A Luta pela Água na Serra: População Sofre com Interrupções e Baixa Qualidade do Abastecimento
Coordenação Estadual da UJC do Espírito Santo
A água é um recurso vital que transcende sua simples função de saciar a sede. É a essência da vida, desempenhando um papel indispensável para a saúde, higiene e bem-estar da população. O acesso à água e ao saneamento básico é um direito humano fundamental, reconhecido pela Organização das Nações Unidas (ONU) como “condição essencial para o gozo pleno da vida e dos demais direitos humanos”.
No entanto, esse direito básico tem sido sistematicamente negado aos moradores da Serra, município mais populoso da região metropolitana de Vitória (ES). São cada vez mais frequentes as ocorrências de falta de água sem aviso prévio ou de queda na qualidade do fornecimento, principalmente em épocas mais chuvosas, apresentando altos níveis de turbidez (água barrenta), com gosto e coloração alterada. E quem mais sofre com essa situação é justamente a população mais pobre, que habita as regiões periféricas do município, como José de Anchieta, Feu Rosa, região de Serra Sede e a zona oeste de Jacaraípe.
Não é de hoje que os moradores da Serra enfrentam esse mesmo problema, que se agrava ano após ano. O rio Santa Maria da Vitória, principal responsável pelo abastecimento do município, vem sofrendo há décadas um processo de assoreamento, isto é, o acúmulo excessivo de sedimentos e detritos no leito do rio devido à erosão de suas margens. A principal causa disso é o desmatamento desenfreado de áreas ribeirinhas em decorrência do avanço predatório do agronegócio e de grandes empresas na região, sem uma fiscalização eficiente por parte do governo estadual. Um dos principais efeitos do assoreamento é justamente a queda da qualidade da água para consumo devido ao aumento da turbidez, além da redução da vazão do rio e de sua capacidade de abastecimento.
Na última quarta-feira, dia 21 de fevereiro, a Companhia Espírito-santense de Saneamento (Cesan), responsável pelo abastecimento da região, se pronunciou a respeito da situação. “São as florestas, nos topos dos morros, e as matas ciliares, nos fundos dos vales, que protegem os cursos d’água e impedem que todo esse material [sedimentos e demais detritos] chegue ao rio”, afirmou em um comunicado público. Acrescentou ainda que, “como essas áreas estão degradadas, há uma piora expressiva na qualidade da água que a Cesan capta nos períodos de chuva forte, dificultando o tratamento e obrigando a empresa a paralisar estações de tratamento com mais frequência para a lavagem de filtros”.

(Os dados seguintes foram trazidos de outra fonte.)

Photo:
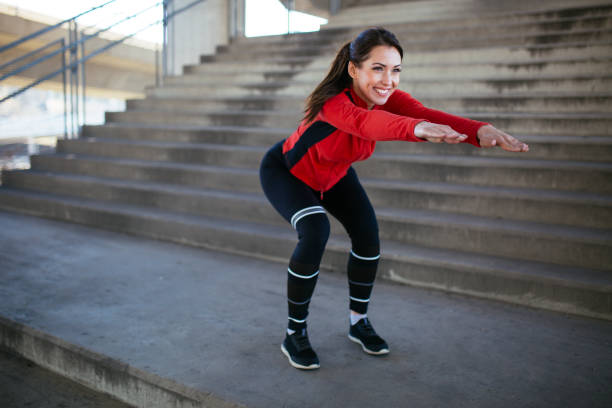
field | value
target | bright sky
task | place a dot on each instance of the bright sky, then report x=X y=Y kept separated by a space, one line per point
x=264 y=17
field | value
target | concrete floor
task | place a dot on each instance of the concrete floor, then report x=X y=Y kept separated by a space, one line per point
x=23 y=384
x=215 y=322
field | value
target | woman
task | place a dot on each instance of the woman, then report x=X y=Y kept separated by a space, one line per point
x=310 y=173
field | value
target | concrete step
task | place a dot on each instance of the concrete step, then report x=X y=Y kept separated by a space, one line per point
x=407 y=12
x=451 y=30
x=191 y=175
x=562 y=288
x=508 y=172
x=499 y=54
x=484 y=171
x=546 y=123
x=419 y=88
x=512 y=56
x=423 y=42
x=553 y=207
x=555 y=147
x=596 y=37
x=530 y=241
x=440 y=207
x=526 y=70
x=573 y=103
x=523 y=21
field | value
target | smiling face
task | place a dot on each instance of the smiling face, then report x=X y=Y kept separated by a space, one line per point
x=375 y=79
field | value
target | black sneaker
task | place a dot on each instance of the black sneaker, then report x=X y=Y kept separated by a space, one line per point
x=363 y=333
x=299 y=352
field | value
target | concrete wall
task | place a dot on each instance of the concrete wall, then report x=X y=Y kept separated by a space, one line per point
x=122 y=71
x=199 y=30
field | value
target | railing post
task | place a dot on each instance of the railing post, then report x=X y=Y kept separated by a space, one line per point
x=84 y=84
x=290 y=7
x=334 y=6
x=74 y=78
x=64 y=86
x=165 y=40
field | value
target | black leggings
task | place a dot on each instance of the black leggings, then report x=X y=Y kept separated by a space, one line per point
x=303 y=207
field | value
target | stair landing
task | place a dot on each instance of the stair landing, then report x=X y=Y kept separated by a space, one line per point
x=214 y=322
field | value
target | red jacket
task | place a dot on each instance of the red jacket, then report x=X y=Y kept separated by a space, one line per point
x=320 y=152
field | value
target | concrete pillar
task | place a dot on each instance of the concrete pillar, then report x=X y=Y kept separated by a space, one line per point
x=200 y=29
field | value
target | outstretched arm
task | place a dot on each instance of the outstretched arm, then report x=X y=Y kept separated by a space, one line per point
x=463 y=130
x=489 y=136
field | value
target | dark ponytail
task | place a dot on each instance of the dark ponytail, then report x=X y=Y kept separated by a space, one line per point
x=338 y=77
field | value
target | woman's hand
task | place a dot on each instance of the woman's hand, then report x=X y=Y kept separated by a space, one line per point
x=490 y=136
x=435 y=133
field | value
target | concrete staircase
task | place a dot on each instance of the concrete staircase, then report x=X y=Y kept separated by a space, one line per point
x=533 y=229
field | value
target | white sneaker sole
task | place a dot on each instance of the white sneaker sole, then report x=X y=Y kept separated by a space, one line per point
x=296 y=365
x=375 y=353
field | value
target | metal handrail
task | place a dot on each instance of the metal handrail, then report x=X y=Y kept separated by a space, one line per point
x=75 y=61
x=47 y=29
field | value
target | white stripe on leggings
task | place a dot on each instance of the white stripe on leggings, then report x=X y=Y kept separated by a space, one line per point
x=304 y=212
x=365 y=258
x=302 y=276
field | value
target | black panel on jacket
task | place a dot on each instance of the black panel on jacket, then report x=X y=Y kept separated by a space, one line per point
x=314 y=134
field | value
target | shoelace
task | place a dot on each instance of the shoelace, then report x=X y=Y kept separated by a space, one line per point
x=367 y=327
x=301 y=341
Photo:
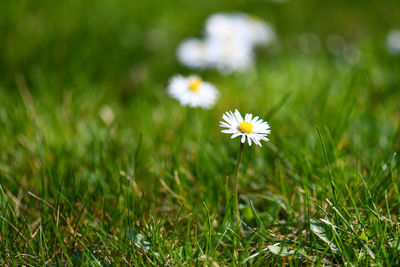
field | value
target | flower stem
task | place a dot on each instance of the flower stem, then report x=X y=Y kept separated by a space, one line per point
x=235 y=187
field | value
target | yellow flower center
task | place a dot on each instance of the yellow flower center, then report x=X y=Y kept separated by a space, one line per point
x=246 y=127
x=194 y=84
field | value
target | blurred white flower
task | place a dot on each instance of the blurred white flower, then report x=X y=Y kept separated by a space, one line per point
x=228 y=44
x=393 y=42
x=107 y=114
x=238 y=27
x=192 y=91
x=254 y=129
x=194 y=53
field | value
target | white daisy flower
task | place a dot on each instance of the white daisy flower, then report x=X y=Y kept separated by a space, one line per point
x=192 y=91
x=393 y=42
x=194 y=53
x=252 y=128
x=236 y=27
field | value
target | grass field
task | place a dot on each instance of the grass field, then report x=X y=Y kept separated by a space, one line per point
x=100 y=167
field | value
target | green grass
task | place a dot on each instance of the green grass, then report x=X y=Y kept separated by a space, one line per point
x=152 y=184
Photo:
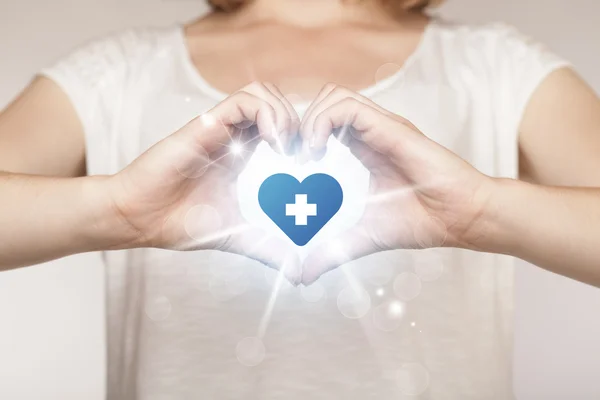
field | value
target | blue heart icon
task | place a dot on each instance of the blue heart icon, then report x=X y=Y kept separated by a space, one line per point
x=300 y=209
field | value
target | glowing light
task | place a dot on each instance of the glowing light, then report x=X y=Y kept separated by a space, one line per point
x=387 y=316
x=354 y=303
x=313 y=293
x=236 y=148
x=407 y=286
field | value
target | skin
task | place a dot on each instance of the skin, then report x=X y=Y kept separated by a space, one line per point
x=45 y=203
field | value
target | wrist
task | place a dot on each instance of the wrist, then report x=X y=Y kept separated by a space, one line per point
x=488 y=230
x=480 y=217
x=109 y=229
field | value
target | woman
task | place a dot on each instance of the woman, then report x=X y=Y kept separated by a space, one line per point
x=491 y=106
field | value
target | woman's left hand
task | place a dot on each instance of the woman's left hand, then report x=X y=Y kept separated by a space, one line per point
x=421 y=194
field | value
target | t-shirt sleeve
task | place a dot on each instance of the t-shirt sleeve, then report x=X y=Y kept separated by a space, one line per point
x=94 y=77
x=518 y=64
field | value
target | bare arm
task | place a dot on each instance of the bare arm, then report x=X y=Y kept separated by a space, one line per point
x=555 y=226
x=44 y=218
x=45 y=212
x=41 y=134
x=166 y=198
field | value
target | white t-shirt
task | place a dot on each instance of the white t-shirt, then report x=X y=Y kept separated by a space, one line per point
x=431 y=324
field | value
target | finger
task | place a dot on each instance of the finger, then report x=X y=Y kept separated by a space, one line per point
x=294 y=126
x=269 y=250
x=351 y=245
x=283 y=118
x=364 y=124
x=316 y=143
x=304 y=154
x=213 y=130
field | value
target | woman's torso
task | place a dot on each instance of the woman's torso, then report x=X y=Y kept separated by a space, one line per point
x=434 y=323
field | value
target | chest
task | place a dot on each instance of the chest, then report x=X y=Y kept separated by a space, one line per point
x=300 y=63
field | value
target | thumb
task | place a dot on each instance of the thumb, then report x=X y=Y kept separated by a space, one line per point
x=350 y=245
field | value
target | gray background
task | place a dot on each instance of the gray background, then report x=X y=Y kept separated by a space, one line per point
x=51 y=316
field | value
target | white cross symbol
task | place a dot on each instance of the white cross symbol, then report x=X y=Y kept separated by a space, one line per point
x=301 y=209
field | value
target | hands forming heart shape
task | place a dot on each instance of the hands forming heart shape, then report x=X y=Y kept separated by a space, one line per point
x=181 y=193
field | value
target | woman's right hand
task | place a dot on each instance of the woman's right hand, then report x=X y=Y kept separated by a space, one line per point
x=181 y=193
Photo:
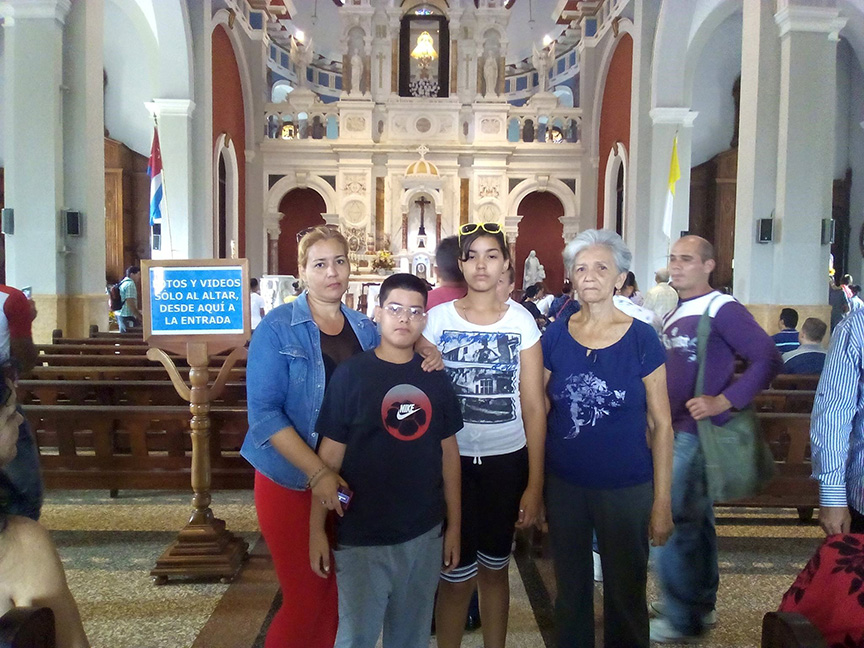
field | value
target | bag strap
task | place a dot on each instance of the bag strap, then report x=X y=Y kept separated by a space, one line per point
x=703 y=331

A crise hídrica atual tende a se agravar ainda mais com a aprovação do Projeto de Lei Complementar 56/2023 na Assembleia Legislativa do Espírito Santo. Apelidado por movimentos sociais como "PL da Destruição", o projeto aprovado no final do ano passado, de autoria do secretário estadual de Meio Ambiente e Recursos Hídricos, Felipe Rigoni (União Brasil), flexibiliza a legislação para estudos e licenças ambientais. Esse “afrouxamento” da legislação ambiental acaba por facilitar ainda mais a retirada da mata ciliar da bacia hidrográfica do rio Santa Maria da Vitória, intensificando, assim, seu assoreamento.
Em um comunicado lançado há pouco mais de uma semana após a aprovação do “PL da Destruição”, o Sindicato dos Trabalhadores em Água, Esgoto e Meio Ambiente do Espírito Santo (Sindaema) declarou que “enquanto não mudar a legislação sobre as licenças para o uso de água, principalmente para empreendimentos do agronegócio e da mineração, será impossível gerir a distribuição e o acesso à água em nosso país”.
Em contraste com a realidade de milhares de famílias serranas que enfrentam a escassez de água encanada, as grandes empresas instaladas no município, como a Vale S/A e a Arcelor Mittal, consomem água em abundância e de maneira ininterrupta. Atualmente, Serra é o município com o maior parque industrial da região e tem registrado um expressivo crescimento populacional. Contudo, a capacidade instalada da estação de tratamento de água local, de responsabilidade da Cesan, não aumentou no mesmo compasso. Construída em 1983, a estação de Carapina só recebeu investimentos de modernização a partir de 2021, no valor de R$ 61,5 milhões. Ainda assim, trata-se de uma medida paliativa, insuficiente para atender as necessidades da população, que continua convivendo com as constantes interrupções.
A solução não virá dos acordos governo-empresas. Só a organização popular é capaz de reverter esse quadro. Água é um direito, não mercadoria!